Fortaleza, capital do Ceará, é um dos destinos turísticos mais procurados do

Brasil, por conta dos seus 34 km de litoral e de seu sol, que brilha forte praticamente o

ano inteiro. A sua praia mais conhecida é a de Iracema: nela podemos encontrar bares,

restaurantes, barracas com apresentações musicais e com shows de humor, bem como

hotéis de luxo. Exatamente pela sua importância, a Secretaria de Cultura do município

denominou-a “Bem de Relevante Interesse Cultural” e, para fazer jus ao espaço, tem

adotado iniciativas capazes de expandir o turismo cultural na região.
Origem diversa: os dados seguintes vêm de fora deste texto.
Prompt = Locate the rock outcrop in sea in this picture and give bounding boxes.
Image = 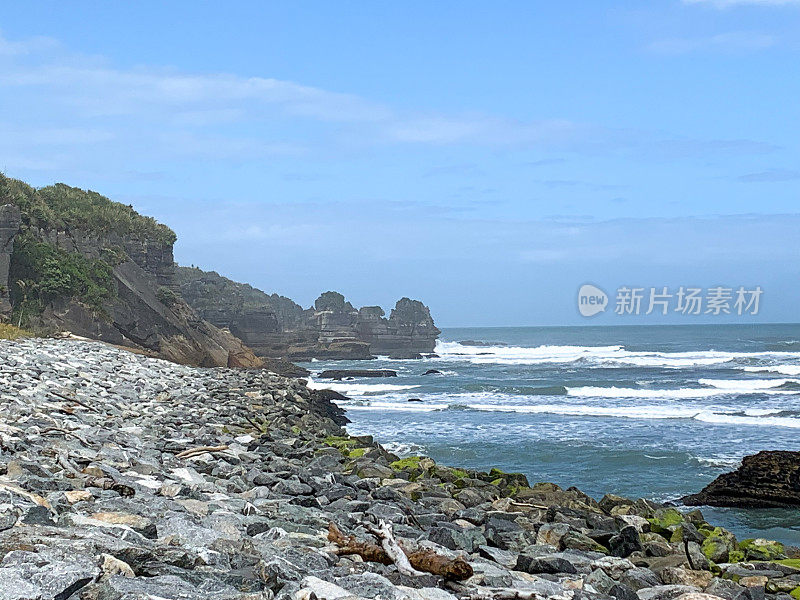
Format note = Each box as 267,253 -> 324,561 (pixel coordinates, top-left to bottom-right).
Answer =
0,339 -> 800,600
0,175 -> 439,366
683,450 -> 800,508
177,267 -> 441,360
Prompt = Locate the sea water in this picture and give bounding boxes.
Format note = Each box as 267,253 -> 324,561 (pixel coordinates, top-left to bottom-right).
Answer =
305,325 -> 800,545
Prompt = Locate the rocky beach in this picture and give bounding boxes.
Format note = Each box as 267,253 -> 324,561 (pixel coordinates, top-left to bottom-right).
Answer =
0,339 -> 800,600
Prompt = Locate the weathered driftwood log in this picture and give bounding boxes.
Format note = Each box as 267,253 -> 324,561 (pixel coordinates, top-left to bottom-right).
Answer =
368,521 -> 422,577
448,581 -> 573,600
175,444 -> 228,458
328,522 -> 472,581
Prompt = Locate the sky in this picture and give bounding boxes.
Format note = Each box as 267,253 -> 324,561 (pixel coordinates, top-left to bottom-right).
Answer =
0,0 -> 800,326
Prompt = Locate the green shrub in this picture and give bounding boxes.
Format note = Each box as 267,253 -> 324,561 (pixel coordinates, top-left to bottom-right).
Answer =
0,174 -> 176,244
0,323 -> 33,340
156,286 -> 178,306
9,233 -> 116,323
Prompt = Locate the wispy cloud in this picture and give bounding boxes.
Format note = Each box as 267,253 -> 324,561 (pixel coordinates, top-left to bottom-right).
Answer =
0,31 -> 780,178
683,0 -> 800,8
648,31 -> 777,54
736,169 -> 800,183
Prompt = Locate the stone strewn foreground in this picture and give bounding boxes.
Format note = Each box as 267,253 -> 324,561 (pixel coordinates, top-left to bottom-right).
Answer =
0,340 -> 800,600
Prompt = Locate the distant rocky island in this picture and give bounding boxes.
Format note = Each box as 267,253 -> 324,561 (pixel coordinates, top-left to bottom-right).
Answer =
0,175 -> 440,371
176,267 -> 441,360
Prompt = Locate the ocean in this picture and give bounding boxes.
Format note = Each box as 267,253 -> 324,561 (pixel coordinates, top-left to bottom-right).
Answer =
305,324 -> 800,545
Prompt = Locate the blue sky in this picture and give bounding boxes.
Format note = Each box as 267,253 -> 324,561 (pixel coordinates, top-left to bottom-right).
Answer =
0,0 -> 800,326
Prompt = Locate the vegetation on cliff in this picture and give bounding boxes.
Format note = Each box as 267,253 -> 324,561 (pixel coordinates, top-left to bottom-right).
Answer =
0,174 -> 176,245
0,323 -> 33,340
9,232 -> 116,323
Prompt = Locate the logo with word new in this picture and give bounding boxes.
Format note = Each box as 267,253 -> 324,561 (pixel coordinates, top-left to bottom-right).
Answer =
578,283 -> 608,317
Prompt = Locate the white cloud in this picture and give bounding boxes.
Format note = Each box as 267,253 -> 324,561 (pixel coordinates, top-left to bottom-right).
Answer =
648,31 -> 776,54
0,35 -> 780,173
683,0 -> 800,8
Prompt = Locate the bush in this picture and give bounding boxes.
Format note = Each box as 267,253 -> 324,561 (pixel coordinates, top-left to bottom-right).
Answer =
0,174 -> 176,244
0,323 -> 33,340
156,286 -> 178,306
9,233 -> 116,322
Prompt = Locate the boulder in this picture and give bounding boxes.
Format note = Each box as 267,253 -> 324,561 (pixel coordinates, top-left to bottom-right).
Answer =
683,450 -> 800,508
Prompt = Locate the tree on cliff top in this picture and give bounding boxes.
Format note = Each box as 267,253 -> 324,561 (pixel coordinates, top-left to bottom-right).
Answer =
314,292 -> 355,312
0,173 -> 177,245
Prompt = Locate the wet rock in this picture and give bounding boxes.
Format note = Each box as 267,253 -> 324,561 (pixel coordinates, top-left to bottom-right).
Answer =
608,525 -> 642,558
514,554 -> 578,575
682,451 -> 800,508
636,585 -> 700,600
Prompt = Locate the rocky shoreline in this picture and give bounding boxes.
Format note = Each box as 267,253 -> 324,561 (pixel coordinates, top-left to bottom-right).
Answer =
0,339 -> 800,600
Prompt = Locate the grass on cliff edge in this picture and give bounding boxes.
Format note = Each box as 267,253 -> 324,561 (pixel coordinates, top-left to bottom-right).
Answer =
0,323 -> 33,340
0,173 -> 176,245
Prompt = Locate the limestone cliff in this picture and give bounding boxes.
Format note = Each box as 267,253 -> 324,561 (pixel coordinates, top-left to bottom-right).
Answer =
0,175 -> 263,367
0,174 -> 439,364
176,267 -> 441,360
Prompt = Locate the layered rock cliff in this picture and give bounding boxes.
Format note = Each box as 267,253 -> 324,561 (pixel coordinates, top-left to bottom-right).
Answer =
0,175 -> 262,367
0,175 -> 439,364
176,267 -> 441,360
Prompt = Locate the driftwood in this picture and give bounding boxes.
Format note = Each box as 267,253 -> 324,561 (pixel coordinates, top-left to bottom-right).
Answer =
368,521 -> 422,577
175,444 -> 228,458
328,522 -> 472,581
58,452 -> 136,498
447,581 -> 574,600
0,481 -> 53,510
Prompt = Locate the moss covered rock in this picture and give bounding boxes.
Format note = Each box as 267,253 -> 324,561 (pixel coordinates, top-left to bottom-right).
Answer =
700,527 -> 736,563
739,538 -> 786,560
647,508 -> 683,540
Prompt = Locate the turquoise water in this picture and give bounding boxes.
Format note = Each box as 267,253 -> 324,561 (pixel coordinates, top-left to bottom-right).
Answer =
306,325 -> 800,545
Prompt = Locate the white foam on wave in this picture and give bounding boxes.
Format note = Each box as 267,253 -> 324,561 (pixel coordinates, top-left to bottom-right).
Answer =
744,365 -> 800,375
567,386 -> 730,399
332,400 -> 800,429
567,379 -> 800,399
307,377 -> 419,396
699,379 -> 800,393
435,341 -> 798,369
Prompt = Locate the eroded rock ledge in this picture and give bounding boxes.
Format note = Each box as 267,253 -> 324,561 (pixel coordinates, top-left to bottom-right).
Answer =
0,340 -> 800,600
683,450 -> 800,508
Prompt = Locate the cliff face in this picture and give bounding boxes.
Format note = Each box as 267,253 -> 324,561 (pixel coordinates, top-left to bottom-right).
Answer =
177,267 -> 441,360
0,175 -> 439,364
357,298 -> 441,358
0,176 -> 263,367
0,204 -> 22,320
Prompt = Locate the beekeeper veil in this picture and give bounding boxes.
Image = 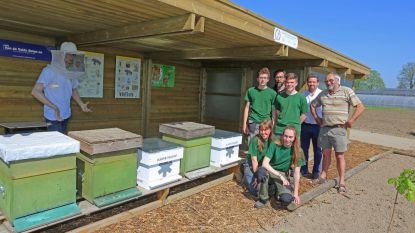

Uma das iniciativas constitui-se, obviamente, no resgate da história da cidade,

motivo pelo qual foram instalados, recentemente, em um dos espigões da praia,

dezessete totens com trechos da obra Iracema, de José de Alencar, para mostrar aos

turistas e aos próprios fortalezenses como se deu a origem do povo cearense.

Pela cidade existem ainda outros monumentos referentes à Iracema, bem como

muitas outras homenagens a Alencar: teatro, praça, bairro... O presente ensaio tem,

portanto, o objetivo de apresentar os esforços realizados pelo Poder Público (executivo

e legislativo) e pela Universidade Federal do Ceará para tornar, definitivamente,

Iracema e José de Alencar ícones literários de Fortaleza, por meio da valorização da

Literatura Brasileira/Cearense e do fomento ao turismo em torno de locais e de

monumentos relacionados à personagem e ao escritor.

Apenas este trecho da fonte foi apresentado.